Or, les "qualités" littéraires d'un texte sont toujours subjectives. Quand je suis face à un texte, je peux dire qu'il me touche ou non. Que je le comprends, ou non. Et je sais que ce n'est pas un critère de qualité. C'est seulement une appréciation personnelle. Le fait que je le trouve beau ou non en dit plus sur moi et ma lecture (et ma formation, et mes préjugés, et mes "goûts") que sur le texte lui-même, et je me garderai bien de le qualifier. Le fait est que je n'ai pas besoin de qualifier un texte pour me définir. Je n'ai même pas besoin de le lire, au prétexte qu'il faudrait l'avoir lu. Mais ça, c'est moi. Je ne fais pas partie de la classe dominante. Je ne suis pas universitaire. Je n'éprouve aucun désir de contrôler la manière dont d'autres que moi écrivent. Je ne me sens pas de mission de "défense" de la langue ou de la grammaire. Ni même de la "littérature". La seule chose que j'ai envie de défendre, c'est la liberté de s'exprimer.

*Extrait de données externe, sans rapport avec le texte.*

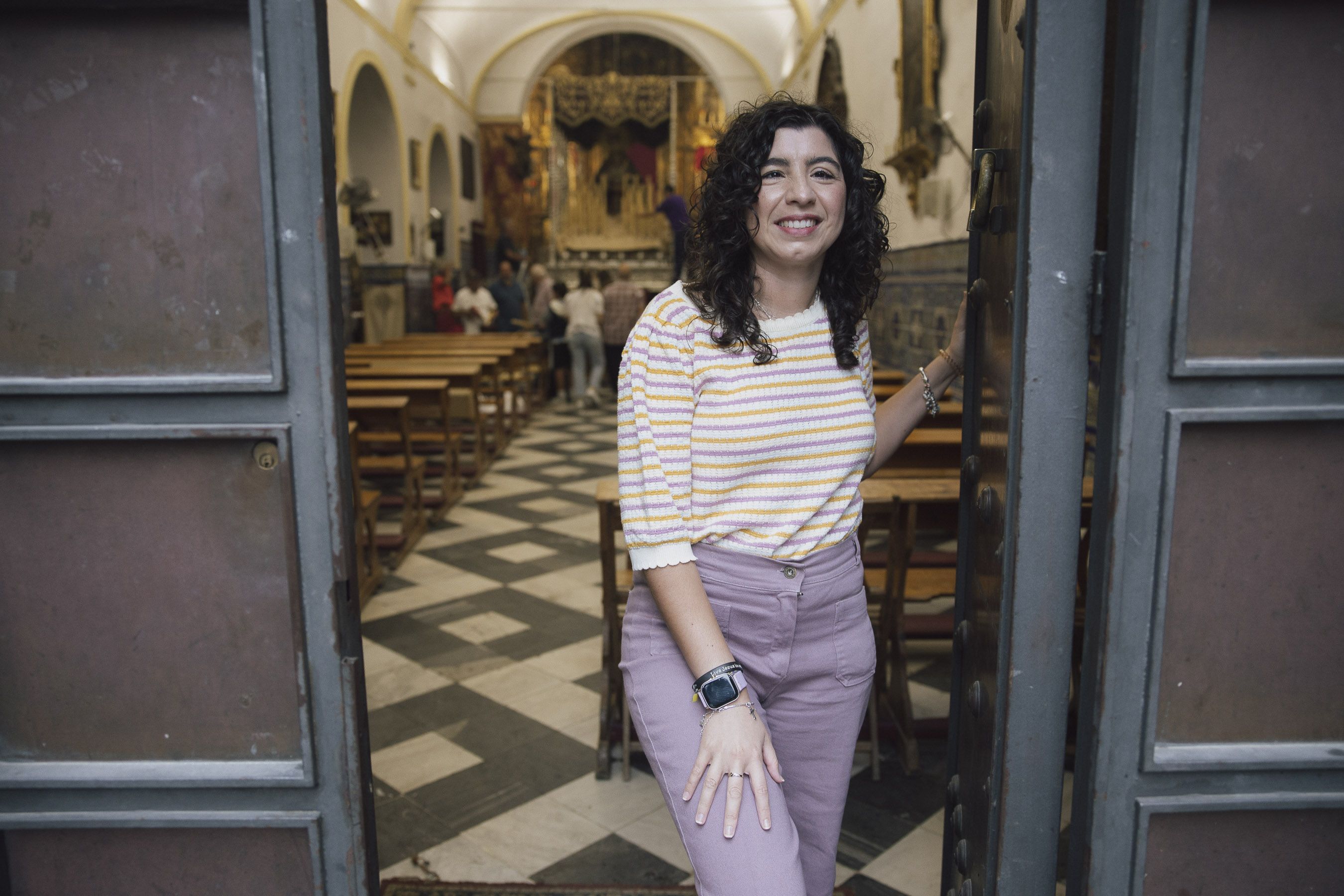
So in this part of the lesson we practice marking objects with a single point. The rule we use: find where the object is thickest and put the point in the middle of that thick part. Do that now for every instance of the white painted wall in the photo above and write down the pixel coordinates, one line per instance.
(360, 34)
(870, 39)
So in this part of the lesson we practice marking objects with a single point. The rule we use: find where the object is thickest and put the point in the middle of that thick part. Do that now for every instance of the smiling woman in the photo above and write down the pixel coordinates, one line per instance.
(786, 159)
(740, 499)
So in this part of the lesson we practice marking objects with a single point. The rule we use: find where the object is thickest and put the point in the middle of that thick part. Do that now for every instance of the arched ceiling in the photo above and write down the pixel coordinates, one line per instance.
(498, 45)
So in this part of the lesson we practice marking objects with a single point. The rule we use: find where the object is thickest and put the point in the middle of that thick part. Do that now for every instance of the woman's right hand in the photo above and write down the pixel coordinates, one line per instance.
(736, 743)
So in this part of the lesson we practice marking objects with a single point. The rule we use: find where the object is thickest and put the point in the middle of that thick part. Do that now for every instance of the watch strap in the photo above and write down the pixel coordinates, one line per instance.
(715, 672)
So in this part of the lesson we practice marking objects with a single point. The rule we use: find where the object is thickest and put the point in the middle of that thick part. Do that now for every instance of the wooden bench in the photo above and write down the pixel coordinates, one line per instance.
(492, 386)
(616, 589)
(515, 359)
(479, 429)
(432, 432)
(390, 414)
(367, 566)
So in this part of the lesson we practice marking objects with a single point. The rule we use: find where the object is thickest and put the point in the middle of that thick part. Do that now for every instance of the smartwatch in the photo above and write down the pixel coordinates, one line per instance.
(719, 685)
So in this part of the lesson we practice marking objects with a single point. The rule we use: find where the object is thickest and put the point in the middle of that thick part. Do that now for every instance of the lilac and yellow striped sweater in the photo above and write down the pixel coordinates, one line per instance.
(715, 449)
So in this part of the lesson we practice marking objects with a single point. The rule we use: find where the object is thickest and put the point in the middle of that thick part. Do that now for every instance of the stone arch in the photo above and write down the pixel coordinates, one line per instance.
(569, 30)
(370, 144)
(440, 193)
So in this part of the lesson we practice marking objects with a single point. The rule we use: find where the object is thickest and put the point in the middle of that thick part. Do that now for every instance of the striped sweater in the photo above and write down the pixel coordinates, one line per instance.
(715, 449)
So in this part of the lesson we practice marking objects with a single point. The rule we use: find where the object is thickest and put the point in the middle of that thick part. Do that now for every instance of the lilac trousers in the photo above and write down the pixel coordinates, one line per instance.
(801, 631)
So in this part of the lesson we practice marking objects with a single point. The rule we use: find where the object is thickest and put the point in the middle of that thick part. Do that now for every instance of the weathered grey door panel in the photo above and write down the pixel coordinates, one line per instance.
(183, 693)
(1038, 117)
(1212, 734)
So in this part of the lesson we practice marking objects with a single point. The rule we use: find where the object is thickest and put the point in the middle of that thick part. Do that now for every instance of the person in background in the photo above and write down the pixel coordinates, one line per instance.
(679, 218)
(446, 322)
(556, 326)
(623, 303)
(508, 297)
(542, 295)
(475, 304)
(584, 311)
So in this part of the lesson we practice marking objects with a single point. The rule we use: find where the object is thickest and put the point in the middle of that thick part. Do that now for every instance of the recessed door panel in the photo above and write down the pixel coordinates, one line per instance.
(1031, 243)
(132, 193)
(151, 609)
(1210, 718)
(182, 700)
(1265, 265)
(183, 862)
(1253, 595)
(1243, 852)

Je me souviens d'avoir longuement discuté avec Philippe Lejeune, quand il venait de publier l'un de ses livres consacrés à l'écriture intime, du mépris porté par l'université aux journaux d'anonymes - tandis qu'on ne jurait que par ceux des écrivains estampillés. Pour qu'un journal intime soit "intéressant", il faut que son auteur ait été adoubé - en raison d'une production plus noble, un roman, de préférence. Critères de classe, encore une fois. J'en ai souffert quand ma principale activité d'écriture était mon journal intime. Le mépris que j'entendais s'exprimer au sujet de tous ces "écrivains ratés qui tiennent un journal intime en pensant que c'est de la littérature", je le reconnais dans le mépris qu'on voue à ceux et celles qui, aujourd'hui, "se déversent sur les blogs et les réseaux sociaux". Il suffit de lire les journaux. 

Alors, quand on cloue au pilori des textes, quels qu'ils soient, afin de faire rire la galerie, j'éprouve un besoin irrésistible de prendre la défense de leurs auteur.e.s, car objectivement, je suis de leur côté. Ils ont voulu s'exprimer et ils ou elles l'ont fait avec leurs mots, leurs procédés, leurs images, leur mise en page. Ce n'est peut-être pas fait selon les canons de l'édition (ou du "bon goût") et oui, c'est du compte d'auteur ou de l'auto-édition électronique (et tout ce qui est électronique est souvent considéré comme méprisable par ceux qui ne jurent que par le papier, matière noble s'il en fut...) mais c'est un travail personnel, et rien qu'à ce titre, ça mérite le respect. Si je n'avais pas la chance d'être un auteur publié par un éditeur "classique", j'aurais certainement recours à l'auto-édition sur une plateforme électronique. 


Dans le même ordre d'idée, je trouve insupportable d'entendre "C'est à peine meilleur que du..." suivi par le nom d'un.e auteur.e populaire (je pense à Marc Lévy et à Guillaume Musso, en particulier), comme si ces auteurs-là représentaient ce qu'on peut faire "de pire" en littérature. Encore une fois, c'est là une pure posture de classe. 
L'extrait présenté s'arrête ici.